Keratoacanthomas show rapid growth and overlapping features with squamous cell carcinomas. However, keratoacanthomas may undergo spontaneous resolution. They appear as solitary nodules with craterlike surfaces and a central keratin core and most often occur on hair-bearing, sun-exposed skin in older persons. Multiple keratoacanthomas may occur in a variety of clinical settings that include the multiple eruptive keratoacanthomas of Grybowski, the multiple, self-healing keratoacanthomas of Ferguson-Smith, and the multiple keratoacanthomas of Witten and Zak [1, 2].

It may be difficult to distinguish among the clinical subtypes. Less than 31 cases of eruptive keratoacanthomas of the Grybowski type have been reported. The average age of onset ranges from the fifth to seventh decades of life. This entity features hundreds of follicular papules with central keratotic cores on the trunk and extremities; however, larger tumors up to 5 cm in diameter, ectropion, and scleroderma-like facial changes also may occur.

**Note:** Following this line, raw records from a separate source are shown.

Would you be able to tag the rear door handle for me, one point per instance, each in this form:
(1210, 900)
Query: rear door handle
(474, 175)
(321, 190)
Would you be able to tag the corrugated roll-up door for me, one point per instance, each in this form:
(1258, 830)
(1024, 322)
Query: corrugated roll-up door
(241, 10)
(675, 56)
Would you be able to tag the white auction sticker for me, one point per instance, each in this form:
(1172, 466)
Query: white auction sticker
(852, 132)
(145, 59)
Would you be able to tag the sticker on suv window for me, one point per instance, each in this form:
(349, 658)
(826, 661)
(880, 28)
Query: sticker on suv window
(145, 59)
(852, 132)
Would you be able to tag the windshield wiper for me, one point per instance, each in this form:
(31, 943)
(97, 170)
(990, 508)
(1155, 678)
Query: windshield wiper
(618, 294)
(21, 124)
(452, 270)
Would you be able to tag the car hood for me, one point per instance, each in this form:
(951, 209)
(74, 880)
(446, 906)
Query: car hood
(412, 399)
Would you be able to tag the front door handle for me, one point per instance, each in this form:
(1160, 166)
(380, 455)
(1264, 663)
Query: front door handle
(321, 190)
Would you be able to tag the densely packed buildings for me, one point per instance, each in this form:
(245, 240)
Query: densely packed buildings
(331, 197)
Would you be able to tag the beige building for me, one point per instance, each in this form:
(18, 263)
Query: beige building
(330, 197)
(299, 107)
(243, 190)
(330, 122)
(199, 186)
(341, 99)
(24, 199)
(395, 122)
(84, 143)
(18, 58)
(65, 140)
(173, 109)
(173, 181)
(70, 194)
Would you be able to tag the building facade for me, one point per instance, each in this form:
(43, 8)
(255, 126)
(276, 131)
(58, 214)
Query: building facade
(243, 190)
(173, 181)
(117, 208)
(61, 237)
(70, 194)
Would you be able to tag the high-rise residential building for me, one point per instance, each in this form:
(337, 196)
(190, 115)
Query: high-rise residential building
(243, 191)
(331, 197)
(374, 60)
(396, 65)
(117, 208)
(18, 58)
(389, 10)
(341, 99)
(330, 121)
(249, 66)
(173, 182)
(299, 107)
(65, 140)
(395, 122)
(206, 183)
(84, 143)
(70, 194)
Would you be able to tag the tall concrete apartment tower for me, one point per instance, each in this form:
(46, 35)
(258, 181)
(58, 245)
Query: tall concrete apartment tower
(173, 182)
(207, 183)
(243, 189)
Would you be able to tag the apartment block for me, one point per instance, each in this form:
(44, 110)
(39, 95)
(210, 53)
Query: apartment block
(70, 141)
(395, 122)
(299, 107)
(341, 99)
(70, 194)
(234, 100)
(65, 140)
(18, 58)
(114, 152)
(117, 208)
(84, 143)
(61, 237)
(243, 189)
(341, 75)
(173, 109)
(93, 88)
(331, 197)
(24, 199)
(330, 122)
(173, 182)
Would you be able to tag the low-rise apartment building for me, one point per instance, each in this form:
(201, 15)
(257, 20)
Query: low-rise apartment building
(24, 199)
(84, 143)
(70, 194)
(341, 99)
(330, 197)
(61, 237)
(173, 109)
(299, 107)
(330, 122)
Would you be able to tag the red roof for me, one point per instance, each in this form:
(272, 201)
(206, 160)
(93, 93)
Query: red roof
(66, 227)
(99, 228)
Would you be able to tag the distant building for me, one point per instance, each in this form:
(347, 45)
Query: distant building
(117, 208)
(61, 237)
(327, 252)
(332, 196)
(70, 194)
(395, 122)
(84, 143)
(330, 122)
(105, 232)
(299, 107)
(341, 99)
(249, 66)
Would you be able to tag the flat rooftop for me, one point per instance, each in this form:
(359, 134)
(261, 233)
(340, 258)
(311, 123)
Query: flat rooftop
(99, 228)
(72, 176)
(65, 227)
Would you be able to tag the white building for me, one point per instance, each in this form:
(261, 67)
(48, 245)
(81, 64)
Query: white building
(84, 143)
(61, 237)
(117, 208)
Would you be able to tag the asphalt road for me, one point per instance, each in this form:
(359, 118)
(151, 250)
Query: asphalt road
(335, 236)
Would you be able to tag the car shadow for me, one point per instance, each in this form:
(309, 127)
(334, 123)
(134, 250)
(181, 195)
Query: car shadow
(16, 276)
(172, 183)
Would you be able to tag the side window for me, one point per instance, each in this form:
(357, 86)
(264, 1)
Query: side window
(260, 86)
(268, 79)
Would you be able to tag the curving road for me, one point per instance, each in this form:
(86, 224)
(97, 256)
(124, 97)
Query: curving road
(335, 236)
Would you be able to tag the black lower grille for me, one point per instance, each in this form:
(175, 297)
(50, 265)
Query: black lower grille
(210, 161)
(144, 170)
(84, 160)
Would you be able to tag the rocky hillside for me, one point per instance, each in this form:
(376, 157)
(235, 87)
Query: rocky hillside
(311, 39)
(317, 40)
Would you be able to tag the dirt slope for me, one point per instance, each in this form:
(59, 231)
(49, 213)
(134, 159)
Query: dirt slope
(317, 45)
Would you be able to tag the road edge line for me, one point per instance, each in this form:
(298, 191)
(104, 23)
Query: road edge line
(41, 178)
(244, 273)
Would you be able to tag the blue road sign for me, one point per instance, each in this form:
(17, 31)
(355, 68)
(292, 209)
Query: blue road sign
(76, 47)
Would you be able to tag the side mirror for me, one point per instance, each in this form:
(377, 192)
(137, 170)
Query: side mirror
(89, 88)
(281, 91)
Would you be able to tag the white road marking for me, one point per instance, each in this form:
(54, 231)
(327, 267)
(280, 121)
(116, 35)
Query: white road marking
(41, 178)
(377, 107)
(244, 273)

The Ferguson-Smith syndrome is an autosomal dominant disorder with keratoacanthomas that appear during adolescence, spontaneously involute, and recur many years later. Keratoacanthomas of Witten and Zak display both larger and miliary-type lesions with associated ulcerative and destructive tumors. Multiple keratoacanthomas have also been reported to occur in association with the Muir-Torre syndrome [1, 3].

Histopathologic features show a symmetric tumor with a keratin-filled, cuplike crater. Generalized eruptive keratoacanthomas are histologically identical to solitary keratoacanthomas. These tumors may be indistinguishable from a well-differentiated squamous cell carcinoma. Epithelial lipping and sharp demarcation between tumor and stroma favor keratoacanthoma while ulceration and marked cellular atypia favor squamous-cell carcinoma; however, the relation between keratoacanthoma and squamous cell carcinoma remains unclear [2,4]. Although the precise etiology is unknown, dysregulation in both tumor suppressor genes (p53) and cellular oncogenes, the human papilloma virus, ultraviolet radiation, chemical carcinogenic exposure, and immune-deficiency states have been implicated [3, 4].

Systemic therapy with retinoids have been used for the multiple eruptive type of keratoacanthomas; however, recurrences and scars often occur. Solitary or early keratoacanthomas may respond to surgical excision, simple curettage with electrodesiccation, and cryotherapy with liquid nitrogen. Intralesional and topical 5-fluorouracil, intralesional glucocorticoids, and topical imiquimod also have also shown benefit. Sun exposures should be minimized as these lesions occur most often in sun-exposed skin. Despite the myriad of treatment options, there are no truly efficacious therapies [1, 3].


1. Schwartz RA. Keratoacanthoma: a clinico-pathologic enigma. Derm Surgery 2004; 30: 326.

2. Schwartz RA, et al. Generalized eruptive keratoacanthoma of Gryzbowski: follow-up of the original description and 50-year retrospect. Dermatology 2002; 205: 348.

3. Consigli JE, et al. Generalized eruptive keratoacanthoma (Grzybowki variant). Br J Dermatol 2000; 142: 800.

4. LeBoit P. Can we understand keratoacanthoma? Am J Dermatopathol 2002; 24: 166.